Psychological Science: The Theory of Test Reliability – Correcting 100 Year Old Mistakes – Part 2 (Norman Costa)
By
Norman Costa, PhD
What is Real, and What is Not? – Zeno's Paradoxes
The Greek philosopher Aristotle (384 BCE, Stageira, Chalcidice – 322 BCE, Euboea,) in his Physics, describes a number of paradoxes attributed to the Greek philosopher Zeno of Elea (ca. 490 BCE – 430 BCE.) Zeno was trying to illustrate the idea that everything we see and experience, different though they may appear or seem, is unitary and unchanging. Experiences and perceptions of change, motion, and time are really illusions. His paradoxes have fascinated philosophers, scientists, mathematicians, and theologians through the centuries to this very day. Here are three of his more popular paradoxes:
Achilles pursuing the tortoise paradox
“In a race, the quickest runner can never overtake the slowest, since the pursuer must first reach the point whence the pursued started, so that the slower must always hold a lead.” --Aristotle, Physics VI:9, 239b10
A fast runner gives a challenger, who is a slow runner, a head start of 100 meters. The fast runner expects to catch up to and then overtake the slow runner on the way to a winning finish line. According to Zeno this is an impossibility. The swift of foot must first run to the point at which the slow of foot started the race – 100 meters down the course. Then the swift athlete must run to the next spot where the slow athlete was, at the time that swift runner arrived at the position where the slow runner began the race. Next, the swift runner advances to next spot occupied by the slow runner, at the time the swift runner arrived at the prior starting point. The swift runner keeps repeating this sequence of advancing to the next spot that was previously occupied by the slow runner, as both are heading for the finish line. According to Zeno, there is an infinite progression of the swift runner approaching the slow runner, catching up to his prior spot, and then going on to the next spot that was occupied by the slow runner down the course. Since the fast runner must advance to an infinite number of spots previously occupied by the slow runner, it stands to reason that the fast runner will never overtake the slow runner.
The dichotomy paradox
“That which is in locomotion must arrive at the half-way stage before it arrives at the goal.” --Aristotle, Physics VI:9, 239b10
I would like to walk across a room, from one side to the other. As I begin, I must first arrive halfway across the room. From that point I must reach the next halfway point to the other side, and so on for an infinite number of halfway points. Since I must traverse an infinite number of halfway points, it stands to reason that I will never reach the other side of the room.
The arrow paradox
“If everything, when it occupies an equal space is at rest, and if that which is in locomotion is always occupying such a space at any moment, the flying arrow is therefore motionless.”
In order for motion to occur, an object must occupy a different space at different times. However, at any moment in time, an object is occupying a specific space and is at rest at that moment. Since for every one of an infinite number of moments an object is always at rest,it stands to reason that motion is impossible.

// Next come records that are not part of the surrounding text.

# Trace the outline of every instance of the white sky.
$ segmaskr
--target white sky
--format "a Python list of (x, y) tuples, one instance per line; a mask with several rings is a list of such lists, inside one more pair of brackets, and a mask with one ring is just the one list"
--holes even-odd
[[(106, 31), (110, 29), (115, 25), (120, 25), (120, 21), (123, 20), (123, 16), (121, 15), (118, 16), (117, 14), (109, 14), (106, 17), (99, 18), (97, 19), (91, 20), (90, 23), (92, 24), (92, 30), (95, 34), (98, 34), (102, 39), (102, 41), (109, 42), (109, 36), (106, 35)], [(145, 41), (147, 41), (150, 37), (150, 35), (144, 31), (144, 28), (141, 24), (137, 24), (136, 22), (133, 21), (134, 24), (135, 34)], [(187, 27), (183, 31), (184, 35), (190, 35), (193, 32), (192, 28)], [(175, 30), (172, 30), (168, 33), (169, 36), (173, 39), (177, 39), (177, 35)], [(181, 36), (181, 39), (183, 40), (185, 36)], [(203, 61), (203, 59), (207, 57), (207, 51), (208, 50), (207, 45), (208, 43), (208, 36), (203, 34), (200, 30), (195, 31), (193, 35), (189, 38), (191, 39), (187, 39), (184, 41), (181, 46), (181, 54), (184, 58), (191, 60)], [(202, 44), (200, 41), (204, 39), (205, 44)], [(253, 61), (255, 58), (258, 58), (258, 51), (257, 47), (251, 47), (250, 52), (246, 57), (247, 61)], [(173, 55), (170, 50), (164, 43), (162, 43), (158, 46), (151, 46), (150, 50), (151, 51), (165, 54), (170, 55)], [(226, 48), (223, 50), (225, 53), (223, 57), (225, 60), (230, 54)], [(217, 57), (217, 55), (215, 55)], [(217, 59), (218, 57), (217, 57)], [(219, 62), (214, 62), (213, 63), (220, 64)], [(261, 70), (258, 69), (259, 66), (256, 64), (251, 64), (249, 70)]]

Zeno's conclusions are very clear. A swift runner, in pursuit, will never overtake a slower runner. I will never reach the other side of room. An arrow in flight will never hit its target, because it never moves. It is curious why so many people have been fascinated with the paradoxes and why they have attempted to explain or resolve them. After all, I could just get up and walk in the direction of the opposite wall, and it is a certainty I will reach it. I won't get into why Archimedes, Thomas Aquinas, Galileo, and Bertrand Russell all tried to solve Zeno's paradoxes, except to say that they were trying to explain the nature of reality, vis a vis the paradoxes.

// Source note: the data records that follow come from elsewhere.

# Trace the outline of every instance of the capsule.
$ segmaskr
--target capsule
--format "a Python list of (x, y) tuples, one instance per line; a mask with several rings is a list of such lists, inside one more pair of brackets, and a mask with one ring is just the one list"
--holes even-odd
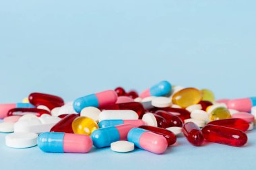
[(40, 149), (46, 153), (86, 153), (92, 147), (92, 140), (88, 135), (44, 132), (37, 139)]
[(183, 125), (183, 134), (187, 140), (193, 145), (199, 146), (203, 144), (203, 136), (201, 130), (193, 122), (187, 122)]
[(73, 134), (72, 129), (73, 121), (78, 118), (79, 114), (69, 114), (61, 119), (58, 123), (57, 123), (50, 130), (50, 132), (65, 132)]
[(209, 142), (233, 146), (242, 146), (247, 142), (247, 136), (239, 130), (209, 124), (202, 131)]
[(131, 124), (135, 127), (146, 125), (145, 122), (142, 120), (104, 120), (98, 124), (98, 126), (102, 128), (124, 124)]
[(167, 127), (182, 127), (183, 122), (180, 118), (163, 110), (157, 111), (155, 114), (161, 116), (166, 120)]
[(152, 126), (143, 125), (139, 127), (139, 128), (150, 130), (154, 133), (162, 135), (167, 140), (168, 146), (174, 144), (176, 142), (176, 135), (171, 131), (161, 128), (154, 127)]
[(169, 94), (171, 90), (171, 84), (167, 81), (162, 81), (143, 91), (139, 97), (145, 98), (150, 96), (164, 96)]
[(230, 128), (238, 129), (243, 132), (247, 131), (249, 127), (249, 123), (247, 121), (241, 118), (218, 120), (210, 122), (207, 124), (207, 125), (208, 124), (217, 125)]
[(46, 106), (49, 110), (61, 107), (64, 105), (64, 100), (61, 97), (41, 93), (32, 93), (30, 94), (28, 100), (34, 105), (43, 105)]
[(51, 115), (51, 113), (47, 110), (38, 108), (13, 108), (9, 110), (7, 116), (23, 116), (25, 114), (34, 114), (37, 117), (40, 117), (42, 114)]
[(74, 110), (80, 113), (82, 109), (89, 106), (105, 108), (113, 105), (117, 101), (117, 94), (113, 90), (107, 90), (96, 94), (77, 98), (73, 103)]
[(0, 104), (0, 119), (3, 119), (4, 118), (7, 117), (8, 111), (11, 109), (18, 108), (35, 108), (35, 106), (27, 103)]
[(251, 108), (256, 105), (256, 97), (230, 99), (228, 102), (228, 108), (240, 112), (250, 112)]
[(168, 147), (167, 140), (162, 135), (139, 128), (131, 129), (127, 138), (137, 147), (156, 154), (164, 153)]
[(133, 128), (131, 124), (122, 124), (100, 128), (92, 132), (91, 138), (94, 146), (106, 147), (118, 140), (127, 140), (127, 134)]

What does this have to do with the theory of test reliability? The issue for test reliability is, in fact, the nature of reality – at least as far as test theory is concerned. In Zeno's three paradoxes we find the concept of infinity: an approaching infinity like the runner in pursuit, and walking from one side of the room to the other; and an infinity of unlimited partitions of time for the duration of the arrow's flight. For our purposes, the reason why infinity does not hinder the race, touching the opposite wall, or the arrow in flight is because infinity is a concept, not a reality. Infinity is a thought, an idea, an abstraction, a concept. Infinity does not exist. It is not real. However, the concept of infinity can be enormously useful in mathematics, physics, philosophy, theology, and playing games of paradox. Thinking of an abstraction as a reality is a problem for more than one issue in psychological test theory. It is very hard not to imbue abstractions with reality, especially when the abstraction is very useful and 'feels' so obviously concrete.
What is Real, and What is Not? – The Tautology
A tautology is a self-contained logical system. In a tautology, every statement is true. Why are all statements true? They are true, not in a philosophical, or scientific, moral sense. They are true only in an abstract, symbolic sense. They are true because the tautology says they are true. A tautology is also known as circular reasoning. One thing is defined in terms of another. The other thing is defined in terms of the first. Here is a very good and very simple example.
Who made you?
God made me.
Who is God?
God is the infinitely Supreme Being Who made all things.
What makes this a tautology? God is defined in terms of creation, and creation is defined in terms of God. God is the one who makes things, and I am one of those things that was made. Or, I was made by God, and God is the one who makes things. Within the circular, self-contained logic of the tautology, all statements are true, always. In this case, there are two statements: 1. God made me. 2. God is the infinitely Supreme Being Who made all things.
While it may not be apparent, tautologies can be useful, especially in pure mathematics. Sometimes mathematics that are derived from tautologies can be useful in helping scientists to solve problems in their areas of investigation. The temptation, however, is to see the mathematics or the tautology as accurately depicting the real world being studied in the science. This happens all the time. Occasionally, the tautologies and their derived mathematics can be applied inappropriately. The danger is that the results it produces can look so good and so right, that a careful critique of the application can be discarded, altogether. This is what happened to psychological test theory, as I will discuss below.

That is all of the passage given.